O que mais me espanta na prosa de Dostoiévski é sua capacidade de construção do absurdo. Outro dia, estava folheando as páginas iniciais de “Os possessos”, ainda não lido, e me chamou a atenção para o episódio em que um dos personagens quer explicar algo a seu interlocutor e, quando este aproxima a orelha para a confidência, aquele tasca-lhe uma bela mordida na orelha!
Mas vim de dois outros livros do autor russo, o Crime e castigo, que li já alguns anos na tela diminuta de um iPhone 4S, e o Noites brancas, pequeno, romântico, mas um livro que sempre me enternece pelo caráter simplório daqueles que amam sem nunca terem seu objeto de devoção conquistados…

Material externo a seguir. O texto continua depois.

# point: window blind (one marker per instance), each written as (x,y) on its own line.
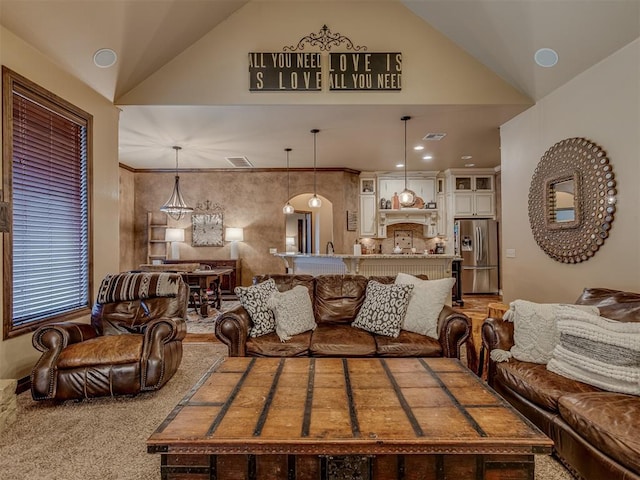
(50,211)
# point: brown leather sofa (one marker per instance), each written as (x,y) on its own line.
(130,347)
(336,300)
(595,432)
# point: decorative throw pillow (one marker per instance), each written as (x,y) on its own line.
(384,308)
(254,300)
(598,351)
(293,312)
(425,303)
(535,334)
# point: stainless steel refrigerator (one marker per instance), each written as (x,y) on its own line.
(477,244)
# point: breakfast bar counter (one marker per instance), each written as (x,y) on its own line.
(433,265)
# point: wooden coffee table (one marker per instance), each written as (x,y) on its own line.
(356,418)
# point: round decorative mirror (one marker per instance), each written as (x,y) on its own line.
(572,200)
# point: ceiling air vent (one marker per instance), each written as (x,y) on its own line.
(434,136)
(239,162)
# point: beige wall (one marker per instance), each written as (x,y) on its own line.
(603,105)
(17,355)
(250,199)
(213,71)
(127,215)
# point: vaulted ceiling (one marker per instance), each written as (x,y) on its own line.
(147,35)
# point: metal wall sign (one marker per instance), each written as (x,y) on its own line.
(284,71)
(365,71)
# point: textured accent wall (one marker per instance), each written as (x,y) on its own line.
(252,200)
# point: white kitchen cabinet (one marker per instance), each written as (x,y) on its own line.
(368,224)
(442,215)
(472,193)
(425,188)
(473,204)
(472,183)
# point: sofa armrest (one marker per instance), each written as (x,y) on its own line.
(232,329)
(496,334)
(162,347)
(454,327)
(164,330)
(57,336)
(50,340)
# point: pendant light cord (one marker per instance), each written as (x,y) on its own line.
(288,174)
(404,119)
(177,149)
(315,133)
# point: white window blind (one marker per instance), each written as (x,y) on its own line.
(50,207)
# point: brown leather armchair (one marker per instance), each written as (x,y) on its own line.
(133,344)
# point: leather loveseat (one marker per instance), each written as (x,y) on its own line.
(595,432)
(336,300)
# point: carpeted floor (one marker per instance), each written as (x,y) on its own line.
(102,439)
(105,439)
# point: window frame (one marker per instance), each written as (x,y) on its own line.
(12,81)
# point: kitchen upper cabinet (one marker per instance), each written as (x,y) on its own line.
(473,204)
(368,224)
(473,183)
(472,193)
(425,188)
(387,187)
(442,215)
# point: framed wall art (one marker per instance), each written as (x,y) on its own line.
(207,230)
(367,186)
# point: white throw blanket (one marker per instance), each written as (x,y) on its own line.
(598,351)
(535,334)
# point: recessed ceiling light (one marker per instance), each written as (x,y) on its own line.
(105,58)
(434,136)
(546,57)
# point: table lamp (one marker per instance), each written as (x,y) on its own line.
(290,243)
(234,235)
(174,235)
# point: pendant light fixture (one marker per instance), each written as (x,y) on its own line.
(288,208)
(176,207)
(314,202)
(407,197)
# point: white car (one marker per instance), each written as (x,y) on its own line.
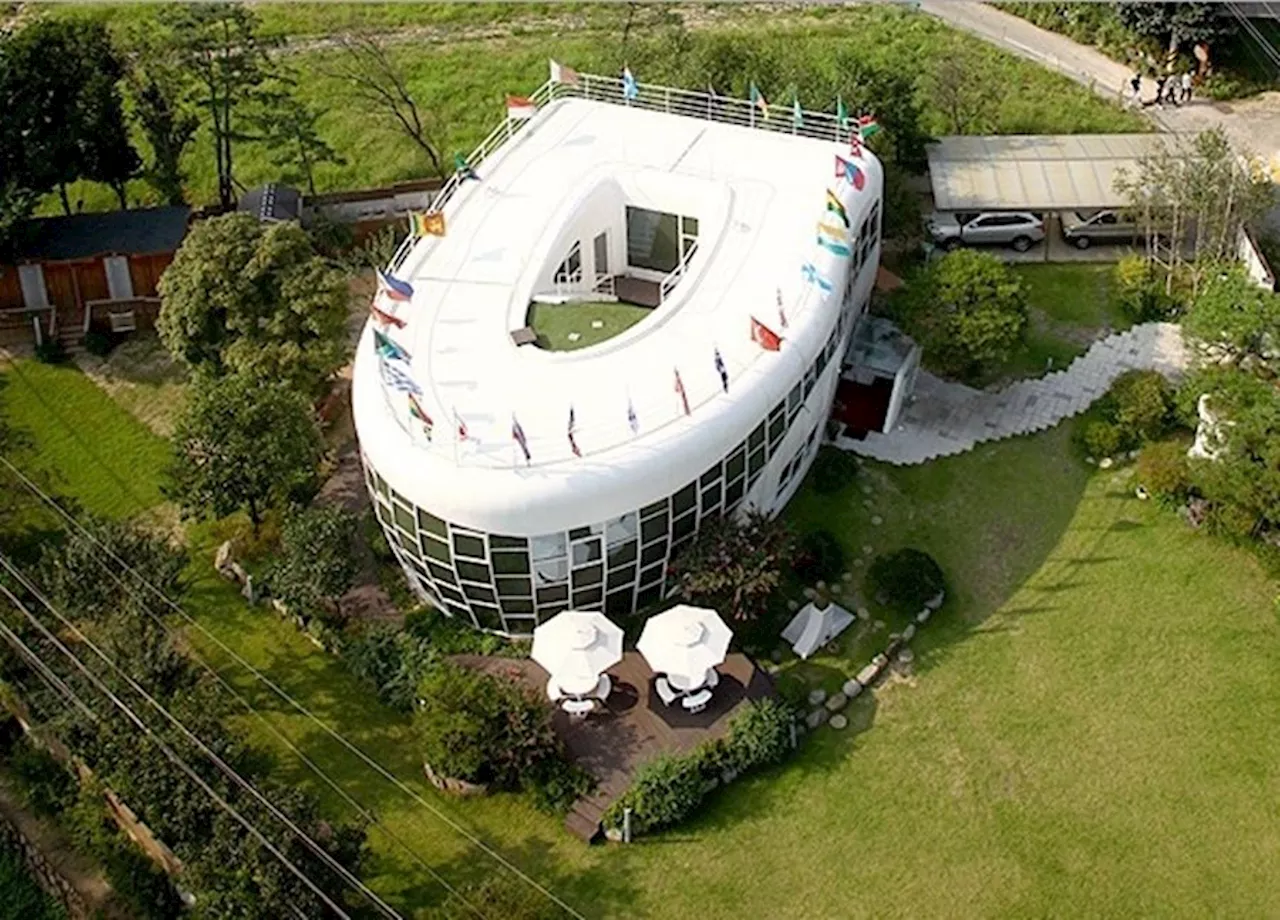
(1020,229)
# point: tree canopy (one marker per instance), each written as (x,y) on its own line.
(254,298)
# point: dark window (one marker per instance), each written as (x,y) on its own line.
(472,571)
(684,499)
(432,523)
(515,587)
(467,545)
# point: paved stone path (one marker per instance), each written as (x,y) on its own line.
(947,419)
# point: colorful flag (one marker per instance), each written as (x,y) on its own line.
(849,170)
(764,337)
(394,288)
(831,238)
(398,379)
(759,101)
(384,319)
(388,349)
(562,73)
(520,108)
(519,434)
(836,206)
(810,274)
(426,224)
(416,411)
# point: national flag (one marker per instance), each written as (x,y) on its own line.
(416,411)
(394,288)
(384,319)
(562,73)
(849,170)
(832,238)
(519,434)
(572,424)
(462,168)
(764,337)
(836,206)
(398,379)
(680,392)
(759,101)
(813,277)
(388,349)
(426,223)
(521,108)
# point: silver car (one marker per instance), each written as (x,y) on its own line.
(1020,229)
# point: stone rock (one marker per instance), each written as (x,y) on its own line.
(817,717)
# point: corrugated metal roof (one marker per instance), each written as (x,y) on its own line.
(1034,172)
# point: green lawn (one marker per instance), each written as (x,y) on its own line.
(556,323)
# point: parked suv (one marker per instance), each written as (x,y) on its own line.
(1019,229)
(1100,227)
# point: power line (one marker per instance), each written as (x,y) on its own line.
(169,753)
(284,695)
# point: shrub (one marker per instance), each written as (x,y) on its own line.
(905,580)
(832,470)
(819,557)
(1164,470)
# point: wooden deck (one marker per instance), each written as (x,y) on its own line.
(635,726)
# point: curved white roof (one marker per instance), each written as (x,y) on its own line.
(758,197)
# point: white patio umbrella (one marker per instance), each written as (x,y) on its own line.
(577,644)
(685,641)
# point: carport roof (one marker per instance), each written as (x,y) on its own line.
(1033,172)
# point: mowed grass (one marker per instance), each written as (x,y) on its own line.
(556,323)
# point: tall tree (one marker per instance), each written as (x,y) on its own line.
(219,46)
(366,67)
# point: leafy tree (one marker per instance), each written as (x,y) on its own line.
(242,444)
(968,311)
(735,567)
(316,562)
(254,298)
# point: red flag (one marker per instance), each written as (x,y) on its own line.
(680,389)
(764,337)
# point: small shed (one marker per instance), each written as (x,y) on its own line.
(68,273)
(272,202)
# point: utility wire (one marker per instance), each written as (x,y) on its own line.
(284,695)
(169,753)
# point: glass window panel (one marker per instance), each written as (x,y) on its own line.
(515,587)
(469,545)
(432,523)
(510,563)
(654,553)
(684,499)
(557,594)
(586,552)
(620,529)
(548,547)
(654,529)
(472,571)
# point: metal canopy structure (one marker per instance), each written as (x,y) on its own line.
(1034,172)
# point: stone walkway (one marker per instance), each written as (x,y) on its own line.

Mas em Memórias do subsolo, o que vemos é o lado obscuro, a voz crua e eivada de qualquer bondade do protagonista, que vai fiando suas memórias, seus percalços, suas mazelas, para no fim perceber que a tal “vida viva” que ora enxerga em meio à bruma de sua fala sombria, é um ideal ultrapassado, e ele não exita em criticá-la.
Esse discurso pessimista, desesperançado e irônico dá o tom de quase todo o livro, que é dividido em duas partes, “O subsolo” e “A propósito da neve molhada”.

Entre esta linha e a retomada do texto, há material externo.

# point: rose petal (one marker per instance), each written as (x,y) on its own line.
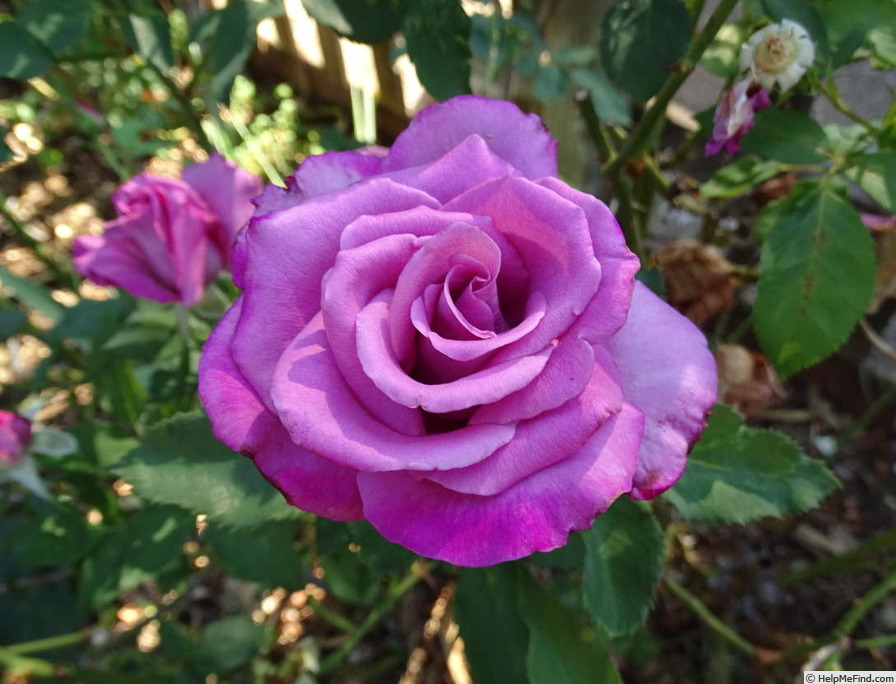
(320,174)
(518,138)
(667,372)
(608,309)
(469,164)
(535,515)
(542,441)
(241,421)
(229,191)
(112,262)
(322,415)
(552,237)
(483,387)
(287,254)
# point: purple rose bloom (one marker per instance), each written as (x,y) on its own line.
(734,115)
(15,434)
(448,341)
(172,237)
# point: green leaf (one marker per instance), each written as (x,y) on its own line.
(12,322)
(803,13)
(55,540)
(149,36)
(356,558)
(58,24)
(609,103)
(486,597)
(268,555)
(562,650)
(816,276)
(364,21)
(21,54)
(623,563)
(739,178)
(229,36)
(438,40)
(785,136)
(180,462)
(736,474)
(148,544)
(230,642)
(876,174)
(640,40)
(30,293)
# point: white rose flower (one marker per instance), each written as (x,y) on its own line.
(778,53)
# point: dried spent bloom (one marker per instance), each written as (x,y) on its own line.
(734,116)
(778,53)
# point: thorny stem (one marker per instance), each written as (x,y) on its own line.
(700,610)
(623,184)
(332,661)
(684,68)
(854,615)
(48,644)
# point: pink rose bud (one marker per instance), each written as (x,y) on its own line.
(448,341)
(172,237)
(15,433)
(734,115)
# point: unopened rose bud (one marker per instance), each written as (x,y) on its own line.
(15,434)
(778,53)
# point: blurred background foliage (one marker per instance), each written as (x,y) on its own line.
(149,552)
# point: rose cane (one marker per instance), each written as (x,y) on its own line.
(448,341)
(172,236)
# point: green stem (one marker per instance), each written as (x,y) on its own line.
(623,185)
(700,610)
(695,50)
(332,661)
(860,555)
(48,644)
(876,642)
(854,615)
(832,93)
(331,616)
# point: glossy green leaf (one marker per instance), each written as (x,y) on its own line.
(876,174)
(148,544)
(58,24)
(438,41)
(150,37)
(364,21)
(623,563)
(21,54)
(736,474)
(640,41)
(180,462)
(816,276)
(739,178)
(230,642)
(228,36)
(562,649)
(268,555)
(609,103)
(497,656)
(785,136)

Nas duas partes o homem do subsolo vai destrinchando sua visão miserável e incolor da vida. São espúrias as suas palavras, elas se voltam para si próprias, desconstróem, ameaçam, infligem, criam uma nódoa difícil de absorver tamanha a dicotomia entre as breves páginas e a densidade da fala do personagem. Ele busca dar ares de normalidade a seu trato social com ex-colegas de escola. Experimenta o sentimento de ajudar a pobre prostituta a largar a “vida fácil”, para no momento seguinte a esculachar impiedosamente. Insulta veemente o mordomo que o serve e por quem nutre desprezo. Mas essas manifestações sao fugidias e efêmeras. Porque decide expor toda a feiúra de sua personalidade, não teme falar o que pensa, espalha mal-estar e cinismo.

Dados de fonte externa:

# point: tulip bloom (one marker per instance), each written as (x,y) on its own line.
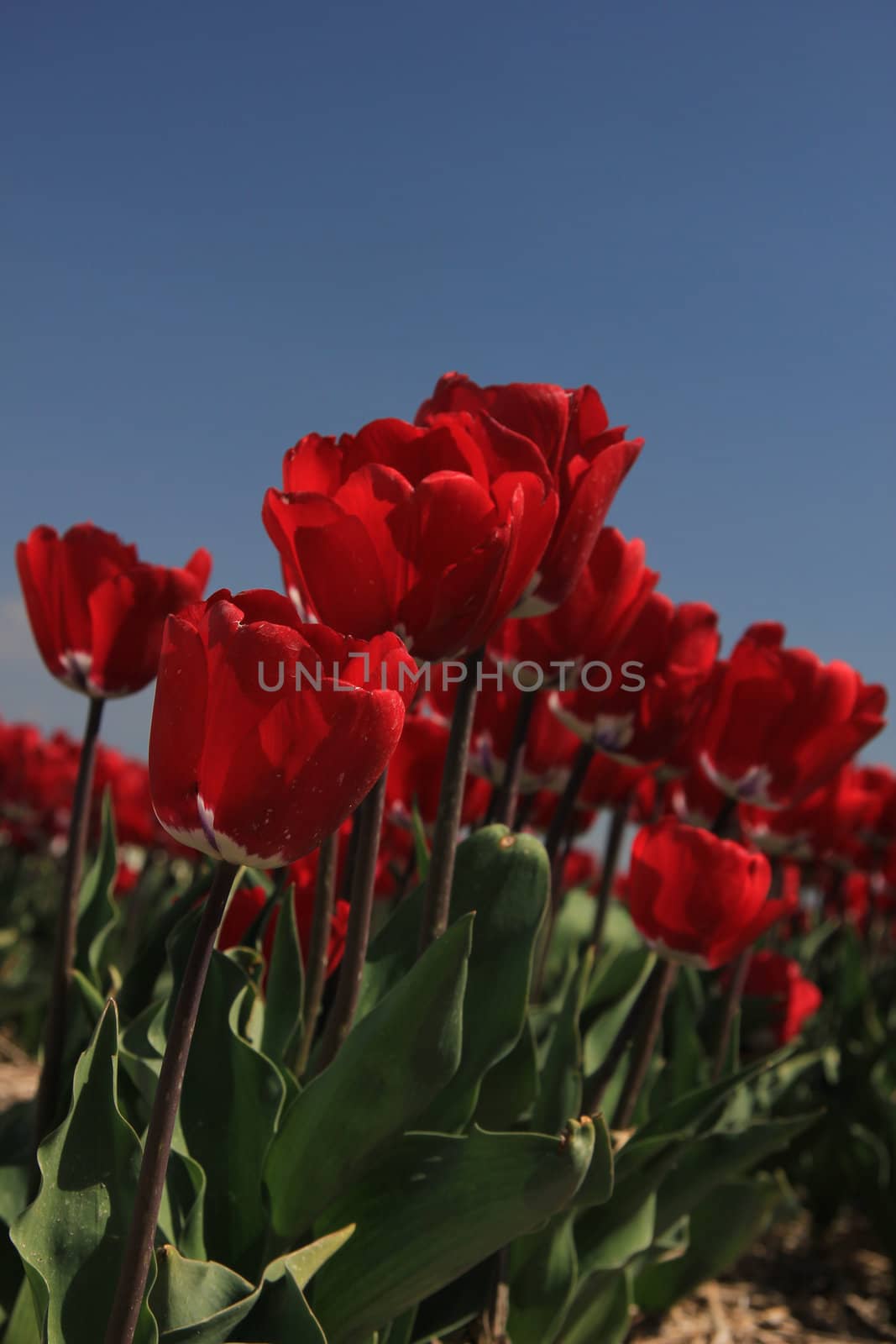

O livro é um belo exercício de existencialismo, um experimento que, apesar de árdua a sua leitura, é recompensador, por aguçar no leitor a importância que há na vida real, ainda que com tantos e tamanhos problemas, uma beleza que vale ser buscada. Não posso dizer que seja uma leitura agradável, mas quem dirá que somente de flores é feita nossa caminhada? Se é Dostoiévski, vale!